A few days after his 20th birthday, David found himself sitting on the sidewalk a block away from Covenant House, New York City’s largest shelter for homeless young people. He had spent the night before in a Flushing park, the latest peril in a journey from Venezuela that took him to the five boroughs earlier this month.
David, who is seeking asylum and asked to be identified by his middle name, said he had visited Covenant House several days in a row to secure a bed, only to find out the facility was full. On Sept. 19, he held a piece of paper with the names of youth shelters and drop-in centers, along with the circled address for the Department of Homeless Services’ (DHS) men’s intake shelter on Manhattan’s East 30th Street.
When David visited, DHS staff assigned him a bed in Brooklyn’s cavernous Bedford Atlantic Armory, where hundreds of men sleep in large rooms. Few staff there spoke Spanish, David said, and services are limited, especially for a young person eager to learn English and find a job.
The next day, he again returned to Covenant House and this time caught a break: a bed was available. (Covenant House said it could not comment on an individual client’s experience.)

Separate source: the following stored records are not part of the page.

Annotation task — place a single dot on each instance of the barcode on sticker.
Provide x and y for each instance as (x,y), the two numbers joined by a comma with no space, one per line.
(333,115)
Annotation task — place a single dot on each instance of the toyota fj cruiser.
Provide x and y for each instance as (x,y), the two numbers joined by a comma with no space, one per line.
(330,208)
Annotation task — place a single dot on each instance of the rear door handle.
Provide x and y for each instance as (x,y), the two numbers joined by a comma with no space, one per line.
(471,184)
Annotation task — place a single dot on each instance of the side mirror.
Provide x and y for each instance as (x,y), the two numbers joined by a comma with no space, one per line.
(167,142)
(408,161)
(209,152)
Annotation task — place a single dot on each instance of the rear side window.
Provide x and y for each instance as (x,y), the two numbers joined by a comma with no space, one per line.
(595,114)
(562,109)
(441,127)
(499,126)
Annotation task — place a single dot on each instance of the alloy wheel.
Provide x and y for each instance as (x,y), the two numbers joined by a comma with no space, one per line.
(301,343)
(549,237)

“Here, it is much better, of course,” David said in Spanish three days after moving in. He said he took a music class in his first week and shared a photo of himself in a studio recording over a beat: “Everything is better: the treatment, the atmosphere, even the food.”
But space is running out in New York City’s patchwork of shelters designed for homeless teens and young adults aged 16 to 24, with specialized counseling, education and job training for the developmentally distinct group. Many young people in need, including newly arrived immigrants, are instead turning to the Department of Homeless Services system, either because the youth shelters have no room or because they never learned about the unique services they can access, according to providers and young people experiencing homelessness.
The 714-bed youth shelter system administered by the Department of Youth and Community Development (DYCD) is down nearly 100 beds from a year ago, when the de Blasio administration cut ties with the shelter provider CORE Services after investigative reports into the organization’s adult shelters revealed accusations of self-dealing by the organization’s chief executive. CORE has disputed the claims. DYCD, which contracts with the providers running youth shelters, said the organization Rising Ground has picked up CORE’s contracts, but has not yet reopened the shelters while they await state approval.
The Office of Children and Family Services (OCFS), which certifies youth shelters, did not provide an opening date for those sites, but told City Limits it is “deeply committed to supporting runaway and homeless youth and their shelter needs,” and that its staff has visited the shuttered facilities. “Rising Ground and DYCD are now working with us to resolve several issues that were identified during these visits so that the facilities can be certified in the near future,” OCFS said in an emailed statement.
Jamie Powlovich, executive director for the Coalition for Homeless Youth, has urged the city and state to quickly bring those shelters back online to meet the need among newly arriving immigrants and other young people.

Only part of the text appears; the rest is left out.